A November 27, 2013 victory over Florida Gulf Coast in Puerto Vallarta, Mexico provided Stanford head coach Tara Vanderveer with the 900th win of her glorious coaching career. In the 83-59 margin of victory, it made her only the fifth NCAA coach to reach the remarkable plateau. The victory extends her career coaching record to 900-204.

Stanford players held up signs with the number 900 on them once the buzzer signaled. Chiney Ogwumike contributed 27 points and 13 rebounds while Mikaela Ruef posted 14 points and 12 rebounds. Of note, both played for Stanford when Vanderveer logged career win 800. Former players and fans also tuned into social media to shower Vanderveer with heartfelt congratulations.

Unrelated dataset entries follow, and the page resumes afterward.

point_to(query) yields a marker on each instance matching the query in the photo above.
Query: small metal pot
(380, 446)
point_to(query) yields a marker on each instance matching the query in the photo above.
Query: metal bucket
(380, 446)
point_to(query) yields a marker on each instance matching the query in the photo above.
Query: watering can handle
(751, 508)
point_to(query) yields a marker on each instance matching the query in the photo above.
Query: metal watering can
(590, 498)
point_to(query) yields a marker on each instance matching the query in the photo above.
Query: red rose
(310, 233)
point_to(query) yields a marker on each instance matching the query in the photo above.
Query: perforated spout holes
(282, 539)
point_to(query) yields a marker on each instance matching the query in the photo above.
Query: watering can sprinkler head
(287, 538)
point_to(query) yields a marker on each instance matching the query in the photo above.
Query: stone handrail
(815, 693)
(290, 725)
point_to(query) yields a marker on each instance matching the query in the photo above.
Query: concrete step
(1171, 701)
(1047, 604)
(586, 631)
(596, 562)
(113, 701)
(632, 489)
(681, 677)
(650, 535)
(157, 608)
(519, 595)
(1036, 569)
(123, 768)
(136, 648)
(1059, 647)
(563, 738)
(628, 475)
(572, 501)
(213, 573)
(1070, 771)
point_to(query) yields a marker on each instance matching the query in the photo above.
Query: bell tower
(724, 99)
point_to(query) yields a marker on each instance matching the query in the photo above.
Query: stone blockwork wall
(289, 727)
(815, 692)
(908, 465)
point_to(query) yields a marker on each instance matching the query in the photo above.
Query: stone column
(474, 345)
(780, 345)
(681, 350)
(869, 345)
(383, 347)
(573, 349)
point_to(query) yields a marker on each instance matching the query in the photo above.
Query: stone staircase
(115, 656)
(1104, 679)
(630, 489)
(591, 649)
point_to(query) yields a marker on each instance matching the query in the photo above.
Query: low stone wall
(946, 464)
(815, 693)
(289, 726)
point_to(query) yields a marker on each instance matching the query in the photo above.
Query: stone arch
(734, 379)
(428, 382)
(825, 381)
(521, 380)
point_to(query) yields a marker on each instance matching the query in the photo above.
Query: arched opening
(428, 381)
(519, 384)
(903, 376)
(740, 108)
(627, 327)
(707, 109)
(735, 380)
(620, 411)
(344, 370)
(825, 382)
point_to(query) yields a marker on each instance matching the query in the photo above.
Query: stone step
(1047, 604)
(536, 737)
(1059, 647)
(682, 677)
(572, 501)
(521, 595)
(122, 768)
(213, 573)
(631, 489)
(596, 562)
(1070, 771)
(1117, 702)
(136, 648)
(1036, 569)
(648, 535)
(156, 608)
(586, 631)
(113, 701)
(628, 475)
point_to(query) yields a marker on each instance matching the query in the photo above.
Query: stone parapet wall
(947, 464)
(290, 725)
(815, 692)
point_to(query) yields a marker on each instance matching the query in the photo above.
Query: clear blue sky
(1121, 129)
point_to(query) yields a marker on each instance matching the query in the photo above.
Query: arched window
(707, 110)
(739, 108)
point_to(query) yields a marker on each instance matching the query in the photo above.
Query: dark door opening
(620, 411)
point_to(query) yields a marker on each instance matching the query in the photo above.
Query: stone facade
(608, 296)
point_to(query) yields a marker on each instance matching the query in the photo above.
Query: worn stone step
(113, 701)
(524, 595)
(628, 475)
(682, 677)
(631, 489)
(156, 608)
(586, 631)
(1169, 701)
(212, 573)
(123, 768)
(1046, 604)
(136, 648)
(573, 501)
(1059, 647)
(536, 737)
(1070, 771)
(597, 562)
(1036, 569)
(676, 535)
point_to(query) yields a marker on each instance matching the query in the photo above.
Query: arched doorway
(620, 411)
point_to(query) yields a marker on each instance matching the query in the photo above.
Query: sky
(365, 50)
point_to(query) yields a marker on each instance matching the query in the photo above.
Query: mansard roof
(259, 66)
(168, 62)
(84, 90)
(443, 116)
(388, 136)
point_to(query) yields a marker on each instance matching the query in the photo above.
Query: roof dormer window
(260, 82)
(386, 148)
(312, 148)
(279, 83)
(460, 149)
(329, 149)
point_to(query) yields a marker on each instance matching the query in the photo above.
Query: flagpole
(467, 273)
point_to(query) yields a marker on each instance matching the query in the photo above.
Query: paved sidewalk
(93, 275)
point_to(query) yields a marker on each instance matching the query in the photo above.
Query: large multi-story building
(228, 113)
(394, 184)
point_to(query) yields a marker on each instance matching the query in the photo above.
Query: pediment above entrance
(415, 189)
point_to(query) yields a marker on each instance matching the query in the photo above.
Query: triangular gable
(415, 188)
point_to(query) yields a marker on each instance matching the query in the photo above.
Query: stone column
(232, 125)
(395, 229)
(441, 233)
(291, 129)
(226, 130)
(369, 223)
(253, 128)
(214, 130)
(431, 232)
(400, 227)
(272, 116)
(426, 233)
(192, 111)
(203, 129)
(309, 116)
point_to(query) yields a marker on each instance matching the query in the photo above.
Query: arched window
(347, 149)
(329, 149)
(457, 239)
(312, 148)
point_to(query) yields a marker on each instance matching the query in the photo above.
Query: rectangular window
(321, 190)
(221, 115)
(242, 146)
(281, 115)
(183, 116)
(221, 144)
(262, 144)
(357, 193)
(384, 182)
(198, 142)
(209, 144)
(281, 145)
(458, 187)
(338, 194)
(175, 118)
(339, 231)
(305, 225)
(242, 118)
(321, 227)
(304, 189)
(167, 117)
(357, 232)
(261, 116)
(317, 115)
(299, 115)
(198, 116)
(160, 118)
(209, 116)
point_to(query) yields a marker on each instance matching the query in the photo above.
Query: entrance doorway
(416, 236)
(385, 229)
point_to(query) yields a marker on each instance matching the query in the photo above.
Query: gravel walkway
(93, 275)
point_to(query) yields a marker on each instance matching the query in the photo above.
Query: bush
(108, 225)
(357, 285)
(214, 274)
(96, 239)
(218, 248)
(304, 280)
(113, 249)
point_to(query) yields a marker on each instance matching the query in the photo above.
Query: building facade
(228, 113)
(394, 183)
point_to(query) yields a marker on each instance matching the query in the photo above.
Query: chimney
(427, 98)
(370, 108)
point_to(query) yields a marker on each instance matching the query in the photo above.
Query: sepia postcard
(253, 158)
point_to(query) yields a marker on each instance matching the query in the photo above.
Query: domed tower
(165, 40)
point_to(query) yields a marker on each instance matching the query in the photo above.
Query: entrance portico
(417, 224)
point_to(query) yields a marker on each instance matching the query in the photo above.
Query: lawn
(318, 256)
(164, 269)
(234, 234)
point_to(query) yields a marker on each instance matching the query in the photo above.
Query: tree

Players surround Vanderveer (holding the game ball) with 900 signs. (Photo credit: Casey Murphy/Plan BC3/AP)

Players surround Vanderveer (holding the game ball) with 900 signs. (Photo credit: Casey Murphy/Plan BC3/AP)

While she was very low key about the win, she joined the likes of Jody Conradt (900), C. Vivian Stringer (905), Sylvia Hatchell (908) and Pat Summitt in the 900-win club. The all-time wins mark is held by Summitt with 1,098 victories. Considering her last 100 victories came in a three-year span, the 1,000-win mark is feasible by 2016.

Although Vanderveer is 60 years old, she has indicated that she has no plans to retire. Similar to baseball legend Casey Stengel, she could easily coach into her 70’s. Considering that Vanderveer coaches for the love of the game, the sight of her on the Stanford sideline into the next decade would not be far fetched.

Having graduated from the University of Indiana in 1975, she would sneak into the practices of the men’s team in order to obverse head coach Bobby Knight. Taking down notes on his strategies, he would become an inspiration to mentor. Having majored in sociology, she would be a three-year starter for the Hoosiers while earning induction into their Hall of Fame in 1995.

During her road to 900 wins, Vanderveer also coached with two other programs. Her first two seasons as a head coach were with the University of Idaho, starting in 1978. Ironically, she lost her first game. Five seasons at Ohio State would follow where she compiled a 110-37 mark before joining Stanford in 1985. In those 28 magical years, she led the program to 748 wins and an astounding 21 regular-season conference titles. This was complemented by two national championships and 10 appearances in the Final Four, including a string of five consecutive appearances from 2008-12, respectively.

The players she has coached includes a venerable who’s who of women’s basketball. Summer Games gold medalist Jennifer Azzi (whom she coached at the 1996 Atlanta Summer Games) was one of her first superstars. Having followed in her footsteps, Azzi is now the head coach for the University of San Francisco. Other alumni that have joined Azzi in the coaching ranks include players such as June Daugherty, Lindy LaRocque, Melanie Murphy and Charmin Smith.

Other superstars that Vanderveer recruited included Val Whiting, who would help Stanford capture the national title in 1990. Modern stars include the likes of Jayne Appel, Nicole Powell, Candice Wiggins and the Ogwumike sisters, Nneka and Chiney.

Vanderveer’s sister Heidi is also an NCAA basketball coach. In her first year as an assistant coach to Pat Summitt at Tennessee, she was part of the NCAA championship team. Currently the head coach at UC San Deigo, she talks basketball with her sister every day. Reputed for establishing teams in which her players were fundamentally sound basketball players, she was inducted into the Women’s Basketball Hall of Fame in 2002 and the Naismith Hall of Fame in 2011. While the greatest attribute in her career might be her consistency, all the players whose lives have been touched by her coaching acumen would attest that she is also a Hall of Famer in life.